SimCLR-based Representation Learning. SimCLR is a contrastive self-supervised learning framework that learns invariant feature representations by maximizing the agreement between augmented views of the same image [48]. Given two augmented views

x_{i}

and

x_{j}

of the same image, their corresponding feature embeddings

z_{i}

and

z_{j}

are encouraged to be similar in the representation space while remaining distinct from other samples in the batch.

The contrastive loss used in SimCLR is defined as

L_{SimCLR} = - log \frac{exp (sim (z_{i}, z_{j}) / τ)}{\sum_{k = 1}^{2 N} 1_{[k \neq i]} exp (sim (z_{i}, z_{k}) / τ)}

(15)

where

sim (\cdot)

denotes cosine similarity and

τ

is a temperature scaling parameter.

FSSR (Proposed Method). The proposed Feature Space Stability Regularization explicitly enforces the consistency between feature representations extracted from the original and intensity-perturbed MRI images. Given an input image x and its perturbed version

\tilde{x}

, the stability constraint is defined as

L_{stab} = {∥\frac{f (x)}{{∥ f (x) ∥}_{2}} - \frac{f (\tilde{x})}{∥ f (\tilde{x}) ∥_{2}}∥}_{2}^{2}

(16)

The overall training objective becomes

L_{total} = L_{CE} + λ L_{stab}

(17)

Unlike MixStyle or SimCLR, which modify the feature distributions or require contrastive pretraining, FSSR directly constrains representation stability during supervised training without introducing additional networks or training stages.

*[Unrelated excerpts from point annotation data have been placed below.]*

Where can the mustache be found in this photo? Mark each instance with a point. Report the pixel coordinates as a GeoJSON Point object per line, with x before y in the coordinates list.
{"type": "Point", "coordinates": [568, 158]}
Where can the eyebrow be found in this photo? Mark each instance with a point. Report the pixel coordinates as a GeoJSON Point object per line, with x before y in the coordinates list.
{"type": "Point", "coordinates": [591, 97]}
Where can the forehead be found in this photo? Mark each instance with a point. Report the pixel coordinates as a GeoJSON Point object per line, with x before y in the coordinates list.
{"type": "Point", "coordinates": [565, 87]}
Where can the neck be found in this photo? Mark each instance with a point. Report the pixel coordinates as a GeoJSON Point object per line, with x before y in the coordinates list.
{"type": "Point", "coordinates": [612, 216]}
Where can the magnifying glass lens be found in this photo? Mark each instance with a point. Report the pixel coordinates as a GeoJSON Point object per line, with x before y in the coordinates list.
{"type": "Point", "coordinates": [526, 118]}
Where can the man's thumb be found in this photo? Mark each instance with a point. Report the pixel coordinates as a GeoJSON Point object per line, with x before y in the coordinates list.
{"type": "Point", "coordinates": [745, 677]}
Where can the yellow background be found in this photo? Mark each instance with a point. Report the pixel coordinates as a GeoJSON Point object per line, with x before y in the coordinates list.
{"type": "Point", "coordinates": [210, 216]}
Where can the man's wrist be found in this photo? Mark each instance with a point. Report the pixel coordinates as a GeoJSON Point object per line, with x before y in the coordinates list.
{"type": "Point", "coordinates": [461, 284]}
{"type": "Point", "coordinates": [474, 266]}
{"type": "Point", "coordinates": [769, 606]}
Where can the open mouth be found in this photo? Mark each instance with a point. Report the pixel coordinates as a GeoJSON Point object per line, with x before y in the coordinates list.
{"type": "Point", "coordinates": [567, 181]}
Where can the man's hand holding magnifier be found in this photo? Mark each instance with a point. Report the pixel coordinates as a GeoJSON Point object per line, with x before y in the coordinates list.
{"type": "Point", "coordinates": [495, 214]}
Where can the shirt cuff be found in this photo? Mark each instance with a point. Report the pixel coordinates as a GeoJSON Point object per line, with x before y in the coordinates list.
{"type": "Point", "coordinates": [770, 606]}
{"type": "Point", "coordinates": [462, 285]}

Experimental Setup for Fair Comparison. To ensure a rigorous comparison, all the evaluated methods were trained using identical experimental settings. Specifically, all the models used the same random seed (seed = 42), identical training–validation splits, preprocessing pipelines, optimizer configurations (AdamW with learning rate

1 \times 10^{- 4}

and batch size 32), and early stopping criteria. This controlled setup ensures that any differences in performance arise from the regularization strategies rather than confounding factors such as initialization or data ordering.

The resulting performance across architectures is summarized in Table 8. The results report both the source domain (Kaggle) performance and zero-shot external domain (BRISC-2025) performance, allowing for the direct comparison of cross-domain robustness.

Analysis of Results. Architecture-dependent effectiveness. FSSR demonstrates the strongest improvements on DenseNet-121, achieving 97.64% source domain accuracy and 96.70% external domain accuracy, corresponding to a domain gap of only 0.94%. This substantially outperforms SimCLR (2.65% gap) and MixStyle (3.27% gap).

Performance on ResNet architectures. For ResNet-18, FSSR maintains a comparable source domain accuracy (95.50% baseline vs 95.27% FSSR) while achieving an identical external accuracy of 90.50% on BRISC-2025. The domain gap shows only a marginal reduction from 5.00% to 4.77%, consistent with the observation that shallow architectures derive limited benefit from feature space stability constraints.

For ResNet-34, the improvements are substantially more pronounced. FSSR increases the source accuracy from 95.73% to 97.71% and external accuracy from 85.50% to 93.70%, reducing the domain gap from 10.23% to 4.01%. These results indicate that deeper architectures benefit substantially from Feature Space Stability Regularization.

SimCLR limitations. Although SimCLR slightly improves the source domain accuracy for some architectures, it does not consistently reduce the domain shift. For example, on ResNet-18, the domain gap increases from 5.00% to 8.88%, suggesting that contrastive representation learning alone may not adequately address the intensity-driven distribution shifts common in medical imaging.

MixStyle trade-offs. MixStyle generally reduces the domain gap compared to baseline models, but often at the expense of reduced source domain performance. For instance, on ResNet-18 the source accuracy drops from 95.50% to 91.30%, indicating that distribution mixing may compromise discriminative performance while improving robustness.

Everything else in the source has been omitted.